Wednesday, April 2, 2008

A proposition is a truth function of elemental propositions.

An elemental proposition is a truth function of itself. The truth value arguments of a proposition are elemental propositions.

The arguments of functions are readily confused with the indices of names because both arguments and indices enable me to recognize the meaning of the signs containing them. When Russell writes '+c', the 'c' is an index and the sign as a whole indicates addition of cardinal numbers. But this use is arbitrary and it would be quite possible to choose a simple sign instead of '+c'. In (~p) however, 'p' is not an index but an argument: the sense of (~p) cannot be understood unless the sense of 'p' has been understood already. (An index always describes the object to whose name we attach it. In the name Julius Caesar, 'Julius' is an index: e.g. the Caesar of the Julian gens.) According to Wittgenstein, Frege's theory about the meaning of propositions and functions is based on the confusion between an argument and an index. Frege regarded the propositions of logic as names, and their arguments as the indexes of those names.

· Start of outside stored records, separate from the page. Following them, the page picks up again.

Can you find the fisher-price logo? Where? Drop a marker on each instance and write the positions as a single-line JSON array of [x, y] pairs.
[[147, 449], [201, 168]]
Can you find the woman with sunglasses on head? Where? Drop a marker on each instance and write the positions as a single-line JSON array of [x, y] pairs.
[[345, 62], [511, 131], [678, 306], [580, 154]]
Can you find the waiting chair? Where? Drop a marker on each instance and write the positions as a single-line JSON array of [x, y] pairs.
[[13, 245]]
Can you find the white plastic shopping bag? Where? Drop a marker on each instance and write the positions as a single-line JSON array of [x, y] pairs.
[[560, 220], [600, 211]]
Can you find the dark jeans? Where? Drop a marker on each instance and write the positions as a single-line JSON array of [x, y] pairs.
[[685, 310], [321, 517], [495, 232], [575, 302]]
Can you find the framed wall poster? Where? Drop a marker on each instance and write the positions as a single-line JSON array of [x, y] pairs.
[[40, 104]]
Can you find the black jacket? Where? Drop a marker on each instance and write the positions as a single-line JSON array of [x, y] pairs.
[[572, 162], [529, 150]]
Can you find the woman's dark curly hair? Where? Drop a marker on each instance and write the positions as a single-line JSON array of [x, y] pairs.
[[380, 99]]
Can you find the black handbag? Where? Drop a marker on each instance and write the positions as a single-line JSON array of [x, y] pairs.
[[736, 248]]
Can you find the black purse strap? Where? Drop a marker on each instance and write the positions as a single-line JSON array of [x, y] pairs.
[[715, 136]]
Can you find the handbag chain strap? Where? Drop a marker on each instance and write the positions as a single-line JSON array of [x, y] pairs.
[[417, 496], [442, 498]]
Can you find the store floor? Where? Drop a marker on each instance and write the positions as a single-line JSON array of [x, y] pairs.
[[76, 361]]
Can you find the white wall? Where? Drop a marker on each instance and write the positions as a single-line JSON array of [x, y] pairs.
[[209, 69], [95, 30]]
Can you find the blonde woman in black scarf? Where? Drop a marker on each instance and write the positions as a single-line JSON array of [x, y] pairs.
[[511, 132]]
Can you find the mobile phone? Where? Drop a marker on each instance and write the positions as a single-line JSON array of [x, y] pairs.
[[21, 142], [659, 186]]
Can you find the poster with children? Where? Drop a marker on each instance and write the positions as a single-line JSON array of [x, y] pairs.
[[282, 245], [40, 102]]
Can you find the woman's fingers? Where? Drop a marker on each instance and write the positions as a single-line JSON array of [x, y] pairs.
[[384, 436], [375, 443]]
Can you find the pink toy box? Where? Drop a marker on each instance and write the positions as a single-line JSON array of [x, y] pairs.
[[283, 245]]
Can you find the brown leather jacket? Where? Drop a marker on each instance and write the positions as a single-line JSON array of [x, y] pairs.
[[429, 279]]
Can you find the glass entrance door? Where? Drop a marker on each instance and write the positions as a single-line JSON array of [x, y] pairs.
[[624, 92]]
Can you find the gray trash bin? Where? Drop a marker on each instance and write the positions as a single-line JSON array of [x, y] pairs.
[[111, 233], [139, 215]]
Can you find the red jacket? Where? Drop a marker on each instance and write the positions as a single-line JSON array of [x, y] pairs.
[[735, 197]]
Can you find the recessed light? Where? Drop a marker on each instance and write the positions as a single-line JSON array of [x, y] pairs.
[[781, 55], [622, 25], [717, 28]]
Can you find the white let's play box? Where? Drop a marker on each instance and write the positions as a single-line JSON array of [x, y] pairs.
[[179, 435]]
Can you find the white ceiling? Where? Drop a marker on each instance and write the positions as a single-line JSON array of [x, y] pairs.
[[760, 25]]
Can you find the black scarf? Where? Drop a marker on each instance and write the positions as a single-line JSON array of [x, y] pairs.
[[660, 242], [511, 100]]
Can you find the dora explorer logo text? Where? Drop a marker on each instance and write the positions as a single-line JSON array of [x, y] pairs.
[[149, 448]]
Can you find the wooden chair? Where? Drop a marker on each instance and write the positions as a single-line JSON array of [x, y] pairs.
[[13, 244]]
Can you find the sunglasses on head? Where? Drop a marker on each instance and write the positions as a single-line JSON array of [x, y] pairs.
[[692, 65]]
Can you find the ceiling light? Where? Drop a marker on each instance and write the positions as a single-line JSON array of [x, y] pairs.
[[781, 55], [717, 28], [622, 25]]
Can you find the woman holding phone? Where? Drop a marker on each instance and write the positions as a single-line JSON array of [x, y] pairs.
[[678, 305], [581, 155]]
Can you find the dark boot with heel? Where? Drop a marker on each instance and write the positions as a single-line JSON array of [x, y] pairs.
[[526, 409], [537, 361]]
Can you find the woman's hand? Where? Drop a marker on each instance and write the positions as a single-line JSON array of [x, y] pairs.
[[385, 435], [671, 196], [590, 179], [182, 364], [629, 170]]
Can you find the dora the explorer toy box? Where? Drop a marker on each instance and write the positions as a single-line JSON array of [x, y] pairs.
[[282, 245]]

Truth functions can be ordered as rows of a table. Probability theory is based on this.

The truth functions of any given number of elemental propositions can be written out in a table like this one for all binary combinations:

(TTTT)(p,q) (If p, then p, and if q, then q.) (p⊃p.q⊃q) Tautology
(FFFF)(p,q) (p and not p, and q and not q.) (p.~p.q.~q) Contradiction
(TFTF)(p,q) (p)
(TTFF)(p,q) (q)
(FTFT)(p,q) (Not p.) (~p)
(FFTT)(p,q) (Not q.) (~q)
(TFFF)(p,q) (p and q.) (p.q)
(FTTT)(p,q) (Not (p and q).) (~(p.q))
(FFFT)(p,q) (Neither p nor q.) (~p.~q or p|q)
(TTTF)(p,q) (p or q.) (p∨q)
(FTTF)(p,q) (p or q, but not both.) (p.~q:∨:q.~p)
(FFTF)(p,q) (p and not q.) (p.~q)
(FTFF)(p,q) (q and not p.) (q.~p)
(TFTT)(p,q) (If q, then p.) (q⊃p)
(TTFT)(p,q) (If p, then q.) (p⊃q)
(TFFT)(p,q) (If p, then q, and if q, then p.) (p≡q)

Wittgenstein calls those truth arguments that make a proposition true its verifiers.